So in answer to the question in the opening post, assuming that the person knew the Gospel and had been saved, what I would do first would be to make sure the person in question understood the correct biblical way to handle their situation/problem. If they did understand it and refused to accept the fact that they themselves brought this about by (probably unknowingly) not taking control of their thought life, refused to confess their sin, (admit to God that it is in fact a sin) and repent of it, (turn away from it and choose to take responsibility for their thoughts and emotions instead) then I would have to obey God's Word and not have anything more to do with them other then praying for them. I would tell them that I loved them and that I would be praying for them, but that until they chose to repent of their sin that I had to obey God's Word and not have anything more to do with them. I would also let them know that I was in fact showing my love for them by being obedient to God and telling them the Truth so that they too would hopefully some day come to really know Him and following Him and live a life of victory rather then one of defeat wallowing in their own sinful desires.
I'm not saying that it would be easy for me to do, because it wouldn't. It would be the hardest thing in the world to do, but I would do it for Christ.
God never promised that following His path would be easy. In fact He said it would be hard. He even told us that this kind of thing would happen and that families would be driven apart due to our following and obeying Him. On top of that, He told us this would be the cost of following Him and said this would be the cross that many of us would have to bear:
Matthew 10:34-39 “Do not suppose that I have come to bring peace to the earth. I did not come to bring peace, but a sword. For I have come to turn “ ‘a man against his father, a daughter against her mother, a daughter-in-law against her mother-in-law— a man’s enemies will be the members of his own household.’ “Anyone who loves his father or mother more than me is not worthy of me; anyone who loves his son or daughter more than me is not worthy of me; and anyone who does not take his cross and follow me is not worthy of me. Whoever finds his life will lose it, and whoever loses his life for my sake will find it.
Luke puts it this way:
Luke 14:25-27 Large crowds were traveling with Jesus, and turning to them he said: “If anyone comes to me and does not hate his father and mother, his wife and children, his brothers and sisters—yes, even his own life—he cannot be my disciple. And anyone who does not carry his cross and follow me cannot be my disciple.
We are to put Christ above everyone and everything in our lives, even if it means dying physically because we do.
We are in the last days and God said that this would happen and that it's only going to get worse:
Micah 7:4-7 The best of them is like a brier, the most upright worse than a thorn hedge. The day of your watchmen has come, the day God visits you. Now is the time of their confusion. Do not trust a neighbor; put no confidence in a friend. Even with her who lies in your embrace be careful of your words.
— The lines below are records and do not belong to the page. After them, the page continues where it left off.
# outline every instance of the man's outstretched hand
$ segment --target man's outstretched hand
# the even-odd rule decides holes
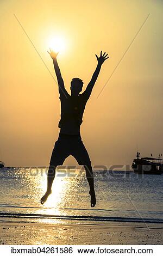
[[[102,54],[102,51],[101,51],[100,56],[98,57],[97,55],[95,54],[97,58],[98,63],[100,65],[102,65],[106,59],[109,58],[109,56],[107,57],[108,54],[104,52],[104,53]]]
[[[52,58],[52,59],[53,59],[53,60],[57,59],[57,56],[58,54],[58,52],[54,52],[54,51],[52,50],[51,48],[50,48],[50,52],[48,52],[48,51],[47,52],[50,54],[51,57]]]

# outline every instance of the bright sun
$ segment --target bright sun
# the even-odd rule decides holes
[[[63,52],[65,50],[64,38],[59,36],[51,37],[48,40],[48,47],[54,52]]]

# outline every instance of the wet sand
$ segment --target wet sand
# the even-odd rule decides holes
[[[1,245],[162,245],[163,224],[71,224],[0,218]]]

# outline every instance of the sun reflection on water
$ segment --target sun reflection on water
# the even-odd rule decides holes
[[[38,212],[53,215],[66,215],[65,208],[69,206],[70,194],[77,190],[76,180],[67,176],[64,176],[65,172],[61,170],[57,172],[52,186],[52,193],[49,196],[40,211]],[[40,184],[42,193],[47,188],[47,175],[44,175]]]

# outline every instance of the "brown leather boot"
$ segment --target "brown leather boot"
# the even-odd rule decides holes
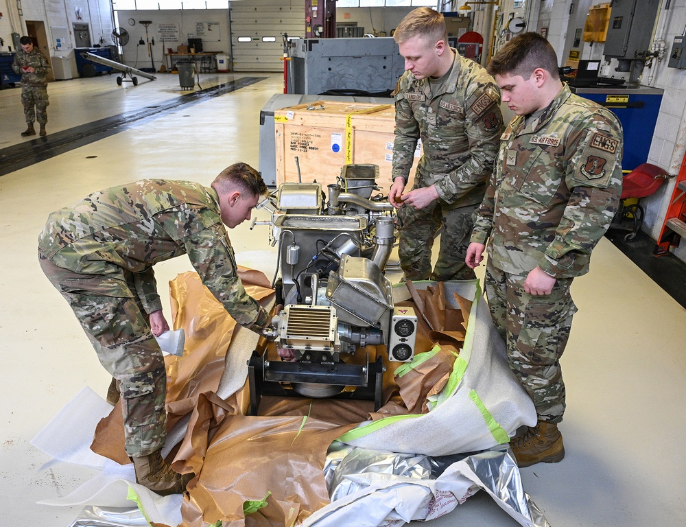
[[[195,474],[180,474],[167,464],[162,458],[161,450],[148,456],[132,458],[136,470],[136,482],[156,492],[161,496],[182,494],[186,485],[196,477]]]
[[[108,403],[114,406],[117,401],[119,400],[119,382],[115,377],[112,377],[112,382],[110,387],[107,388],[107,397],[106,400]]]
[[[562,434],[554,423],[539,421],[536,426],[512,438],[510,447],[519,468],[536,463],[556,463],[565,457]]]
[[[28,137],[29,135],[36,135],[36,129],[33,123],[26,124],[26,130],[21,132],[22,137]]]

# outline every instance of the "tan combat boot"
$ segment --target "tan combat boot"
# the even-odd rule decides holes
[[[562,434],[554,423],[539,421],[521,436],[512,438],[510,447],[519,468],[536,463],[556,463],[565,457]]]
[[[115,377],[112,377],[112,382],[110,383],[110,387],[107,388],[107,397],[106,400],[113,406],[117,404],[117,401],[119,400],[119,382],[115,379]]]
[[[162,458],[161,450],[131,459],[136,470],[136,482],[161,496],[183,493],[186,491],[186,485],[196,476],[175,472]]]
[[[33,123],[26,124],[26,130],[21,132],[22,137],[28,137],[29,135],[36,135],[36,129]]]

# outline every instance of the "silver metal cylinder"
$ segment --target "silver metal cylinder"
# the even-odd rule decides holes
[[[327,213],[331,216],[338,215],[341,213],[341,205],[338,202],[338,196],[341,193],[341,187],[338,185],[329,185],[329,204],[327,207]]]
[[[300,259],[300,246],[293,244],[288,246],[286,250],[286,264],[289,266],[294,266],[298,264]]]
[[[382,271],[390,257],[395,242],[394,229],[395,220],[392,218],[377,218],[377,232],[374,237],[374,250],[372,253],[372,261]]]

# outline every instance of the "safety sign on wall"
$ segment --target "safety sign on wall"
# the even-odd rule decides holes
[[[196,36],[204,40],[222,40],[219,22],[196,22]]]
[[[161,40],[165,42],[178,42],[178,24],[163,23],[158,25],[157,32]]]

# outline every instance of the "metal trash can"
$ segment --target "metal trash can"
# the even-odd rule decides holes
[[[196,63],[192,60],[179,60],[176,62],[178,69],[178,84],[182,90],[192,90],[196,87]]]

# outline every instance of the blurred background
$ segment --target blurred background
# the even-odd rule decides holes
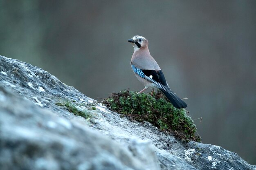
[[[144,88],[127,42],[143,36],[202,142],[256,164],[256,1],[161,2],[0,0],[0,55],[101,101]]]

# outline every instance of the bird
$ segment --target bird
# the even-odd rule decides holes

For a son dishonors his father, a daughter rises up against her mother, a daughter-in-law against her mother-in-law— a man’s enemies are the members of his own household. But as for me, I watch in hope for the Lord, I wait for God my Savior; my God will hear me.
Mark 13:12-13 “Brother will betray brother to death, and a father his child. Children will rebel against their parents and have them put to death. All men will hate you because of me, but he who stands firm to the end will be saved.
He also promised us this:
Matthew 19:29 And everyone who has left houses or brothers or sisters or father or mother or children or fields for my sake will receive a hundred times as much and will inherit eternal life. Originally Posted by
Pamela I looked at that thread and it made me wonder about a question that I had regarding it. Is it saying in one of the links to not continue in relationships if the people live in a sinful lifestyle?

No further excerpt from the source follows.